The analysis included recommending that hedge fund investment be made “optional,”  rather than mandatory,  in Intel’s profit sharing plans managed by the company.   As reported in a August 30,2014 opinion column in the Oregonian by Brent Hunsberger, “Intel’s fund oversight committee decided to allow employees the option of moving company contributions into low-cost index funds beginning in January.”

See article here:  Intel Pension Plan Update

Parish & Company has theorized that many hedge and private equity funds are nothing more than tax deduction pyramid schemes, given that they receive most of their funding from  tax exempt pensions, both public and private, and endowments and are using creative accounting to move unusable tax deductions belonging to these tax exempt investors to themselves.

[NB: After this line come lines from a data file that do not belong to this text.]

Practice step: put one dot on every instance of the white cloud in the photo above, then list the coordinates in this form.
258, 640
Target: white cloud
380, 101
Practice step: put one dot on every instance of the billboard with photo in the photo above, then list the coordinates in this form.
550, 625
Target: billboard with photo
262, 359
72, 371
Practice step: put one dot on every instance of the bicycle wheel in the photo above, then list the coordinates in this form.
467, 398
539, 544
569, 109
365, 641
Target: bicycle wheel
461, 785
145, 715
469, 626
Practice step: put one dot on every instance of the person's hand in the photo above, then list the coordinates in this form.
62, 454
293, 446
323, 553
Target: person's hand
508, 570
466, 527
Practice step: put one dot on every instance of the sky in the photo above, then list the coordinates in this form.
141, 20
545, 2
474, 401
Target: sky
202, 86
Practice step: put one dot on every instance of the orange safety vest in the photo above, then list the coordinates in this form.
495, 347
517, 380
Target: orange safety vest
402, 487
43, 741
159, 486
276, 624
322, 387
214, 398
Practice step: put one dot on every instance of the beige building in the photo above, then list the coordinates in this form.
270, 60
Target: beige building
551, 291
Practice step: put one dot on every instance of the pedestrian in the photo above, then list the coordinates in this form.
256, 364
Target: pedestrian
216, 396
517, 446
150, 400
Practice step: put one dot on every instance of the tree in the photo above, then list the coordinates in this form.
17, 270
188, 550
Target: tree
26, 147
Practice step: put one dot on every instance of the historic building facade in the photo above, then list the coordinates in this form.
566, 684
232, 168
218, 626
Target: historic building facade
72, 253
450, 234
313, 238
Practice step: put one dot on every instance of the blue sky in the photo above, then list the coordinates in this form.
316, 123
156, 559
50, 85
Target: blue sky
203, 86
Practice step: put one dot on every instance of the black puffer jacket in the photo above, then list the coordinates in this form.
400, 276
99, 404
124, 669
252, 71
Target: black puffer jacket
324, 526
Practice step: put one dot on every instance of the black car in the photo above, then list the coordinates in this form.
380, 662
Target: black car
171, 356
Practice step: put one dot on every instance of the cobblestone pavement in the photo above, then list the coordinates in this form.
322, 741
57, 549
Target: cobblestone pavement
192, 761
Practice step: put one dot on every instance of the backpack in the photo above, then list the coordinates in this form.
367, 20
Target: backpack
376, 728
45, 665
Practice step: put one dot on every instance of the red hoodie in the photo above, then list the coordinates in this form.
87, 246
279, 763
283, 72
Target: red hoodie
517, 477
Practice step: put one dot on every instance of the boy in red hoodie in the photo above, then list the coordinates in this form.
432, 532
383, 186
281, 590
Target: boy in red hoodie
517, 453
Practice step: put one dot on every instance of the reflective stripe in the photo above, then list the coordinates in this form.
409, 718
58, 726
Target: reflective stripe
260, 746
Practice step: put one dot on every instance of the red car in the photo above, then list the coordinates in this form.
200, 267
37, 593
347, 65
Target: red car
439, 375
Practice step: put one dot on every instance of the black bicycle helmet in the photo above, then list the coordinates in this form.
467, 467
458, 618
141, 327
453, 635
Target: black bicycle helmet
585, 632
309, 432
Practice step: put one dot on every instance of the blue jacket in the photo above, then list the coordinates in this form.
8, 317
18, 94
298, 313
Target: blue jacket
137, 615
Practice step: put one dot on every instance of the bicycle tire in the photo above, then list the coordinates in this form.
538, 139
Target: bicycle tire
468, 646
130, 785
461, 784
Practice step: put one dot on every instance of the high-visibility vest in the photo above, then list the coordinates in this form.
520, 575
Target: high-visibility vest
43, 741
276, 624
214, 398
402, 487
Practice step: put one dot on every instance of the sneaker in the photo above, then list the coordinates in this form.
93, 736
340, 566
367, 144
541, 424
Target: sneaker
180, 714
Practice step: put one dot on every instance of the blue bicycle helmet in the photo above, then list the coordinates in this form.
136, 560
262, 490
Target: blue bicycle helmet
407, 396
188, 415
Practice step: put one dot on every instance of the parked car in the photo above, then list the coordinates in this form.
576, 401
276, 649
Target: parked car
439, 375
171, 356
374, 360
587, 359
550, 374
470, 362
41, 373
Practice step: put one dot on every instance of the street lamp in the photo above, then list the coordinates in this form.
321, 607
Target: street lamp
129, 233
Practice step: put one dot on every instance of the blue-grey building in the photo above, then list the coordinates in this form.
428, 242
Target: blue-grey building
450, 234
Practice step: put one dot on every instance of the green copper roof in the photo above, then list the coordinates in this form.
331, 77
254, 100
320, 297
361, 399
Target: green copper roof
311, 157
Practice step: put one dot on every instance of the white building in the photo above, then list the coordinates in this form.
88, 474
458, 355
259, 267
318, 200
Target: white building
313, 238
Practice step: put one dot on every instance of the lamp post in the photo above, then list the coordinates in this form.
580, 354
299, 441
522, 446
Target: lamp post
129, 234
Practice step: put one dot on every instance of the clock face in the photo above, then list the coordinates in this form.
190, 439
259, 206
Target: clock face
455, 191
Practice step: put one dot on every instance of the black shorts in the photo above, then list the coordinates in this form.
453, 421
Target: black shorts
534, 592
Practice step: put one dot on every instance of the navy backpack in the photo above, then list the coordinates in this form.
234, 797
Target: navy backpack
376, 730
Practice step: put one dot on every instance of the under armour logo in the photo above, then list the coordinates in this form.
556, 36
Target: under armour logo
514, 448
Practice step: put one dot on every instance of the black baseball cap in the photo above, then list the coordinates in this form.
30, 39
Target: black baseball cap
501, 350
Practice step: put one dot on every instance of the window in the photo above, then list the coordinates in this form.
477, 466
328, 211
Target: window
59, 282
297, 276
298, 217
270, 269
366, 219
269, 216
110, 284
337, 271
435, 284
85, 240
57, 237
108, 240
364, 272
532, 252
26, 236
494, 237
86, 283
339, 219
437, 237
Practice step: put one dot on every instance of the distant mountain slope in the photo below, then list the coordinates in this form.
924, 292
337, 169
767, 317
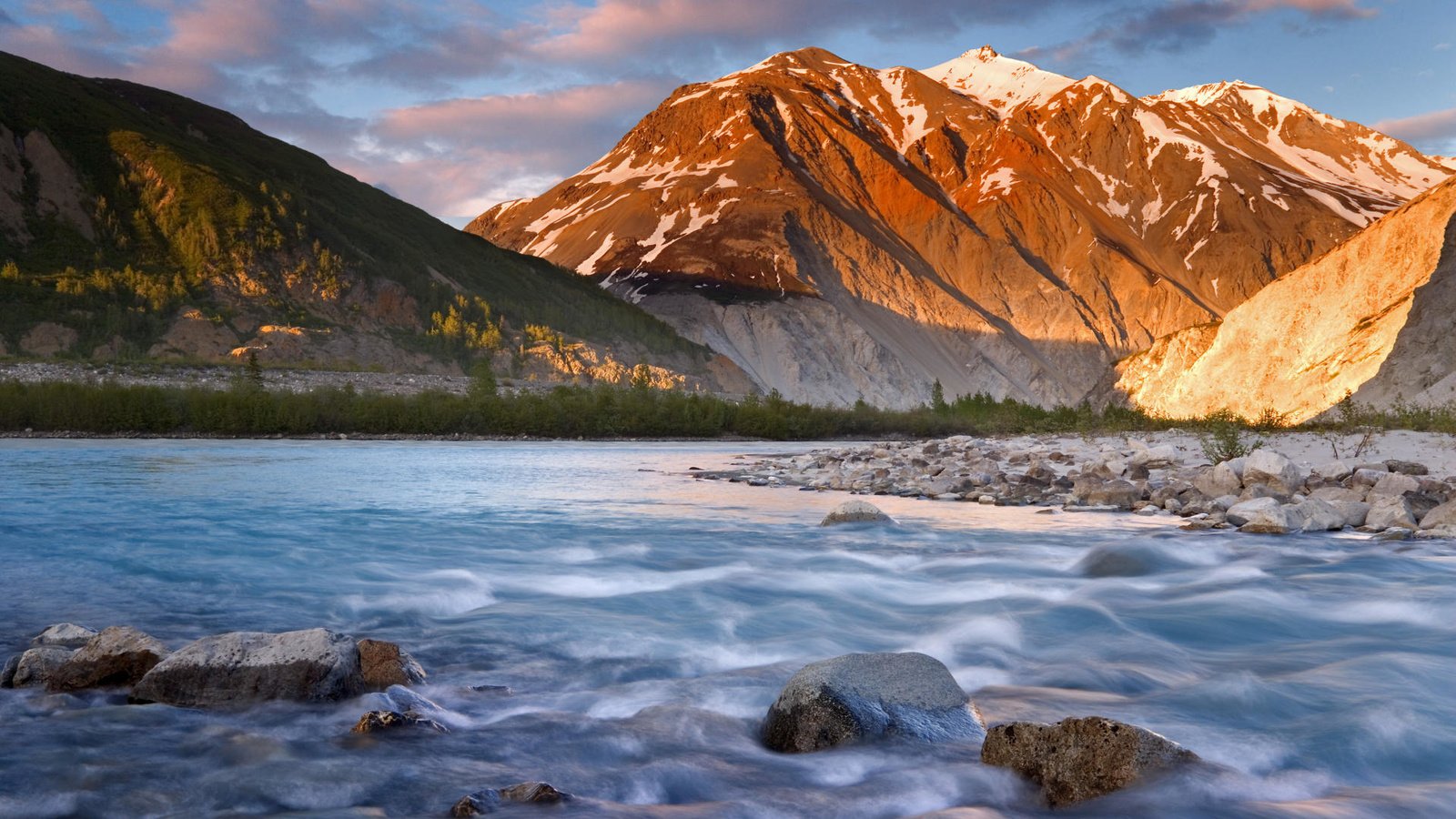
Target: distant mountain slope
1375, 317
844, 232
142, 223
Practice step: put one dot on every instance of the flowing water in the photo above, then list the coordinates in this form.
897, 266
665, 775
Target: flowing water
644, 622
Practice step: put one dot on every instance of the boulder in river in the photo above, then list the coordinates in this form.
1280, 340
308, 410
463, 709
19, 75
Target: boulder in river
1443, 515
855, 511
376, 722
1218, 481
245, 666
1388, 511
1266, 516
116, 656
1081, 758
1116, 493
65, 636
856, 697
34, 666
1321, 516
383, 663
487, 800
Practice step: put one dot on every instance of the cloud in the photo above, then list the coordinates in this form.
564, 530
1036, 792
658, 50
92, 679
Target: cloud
412, 70
1436, 130
1184, 24
459, 157
640, 31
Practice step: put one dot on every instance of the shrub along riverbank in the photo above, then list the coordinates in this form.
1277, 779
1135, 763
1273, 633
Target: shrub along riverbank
567, 411
593, 411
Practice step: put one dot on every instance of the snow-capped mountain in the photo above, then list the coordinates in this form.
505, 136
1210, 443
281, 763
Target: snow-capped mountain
846, 232
1373, 318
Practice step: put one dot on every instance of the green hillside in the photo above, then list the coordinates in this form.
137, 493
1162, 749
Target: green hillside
152, 201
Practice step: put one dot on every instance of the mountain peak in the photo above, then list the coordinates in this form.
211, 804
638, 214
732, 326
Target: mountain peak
810, 56
1210, 94
997, 82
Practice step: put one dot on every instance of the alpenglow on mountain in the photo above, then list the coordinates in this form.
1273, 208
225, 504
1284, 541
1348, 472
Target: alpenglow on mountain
844, 232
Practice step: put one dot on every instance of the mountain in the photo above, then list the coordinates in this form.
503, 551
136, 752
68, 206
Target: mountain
137, 223
844, 232
1375, 318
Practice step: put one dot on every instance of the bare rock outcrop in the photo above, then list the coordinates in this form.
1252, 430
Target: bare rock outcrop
1372, 319
855, 511
858, 697
116, 656
1082, 758
247, 666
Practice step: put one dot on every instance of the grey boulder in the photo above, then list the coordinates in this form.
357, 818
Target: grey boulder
1273, 470
1443, 515
1266, 516
34, 666
65, 636
1321, 516
488, 800
1388, 511
855, 511
118, 656
247, 666
856, 697
1081, 758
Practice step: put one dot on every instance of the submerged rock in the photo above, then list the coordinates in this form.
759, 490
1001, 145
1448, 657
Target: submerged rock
245, 666
1388, 511
35, 666
116, 656
855, 511
487, 800
383, 663
1266, 516
376, 722
1443, 515
1081, 758
65, 636
856, 697
1116, 493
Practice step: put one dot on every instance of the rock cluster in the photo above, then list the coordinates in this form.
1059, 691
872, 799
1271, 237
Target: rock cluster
488, 800
226, 669
1263, 493
858, 697
866, 697
1081, 758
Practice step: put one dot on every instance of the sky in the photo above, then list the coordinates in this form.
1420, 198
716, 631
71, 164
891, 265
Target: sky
455, 106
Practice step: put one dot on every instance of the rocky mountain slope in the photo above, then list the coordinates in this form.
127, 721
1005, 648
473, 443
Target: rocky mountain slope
1375, 318
844, 232
136, 223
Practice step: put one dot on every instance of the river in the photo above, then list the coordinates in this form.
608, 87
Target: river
644, 622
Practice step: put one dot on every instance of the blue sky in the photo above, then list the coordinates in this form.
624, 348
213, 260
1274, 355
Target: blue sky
458, 104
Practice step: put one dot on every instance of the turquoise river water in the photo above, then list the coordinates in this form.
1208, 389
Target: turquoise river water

Investors should be particularly concerned about interaction with hedge and private equity firms because such firms are structured as partnerships and although the partnership structure is very flexible and ideal in many cases, once tax exempt investors are introduced, especially if such investors often account for more than 90 percent of a funds assets, the possibility of particularly creative accounting increases.

It is notably how dramatically superior Intel’s corporate governance system is to most leading corporations.  When an idea makes sense, whether generated internally or externally, they act.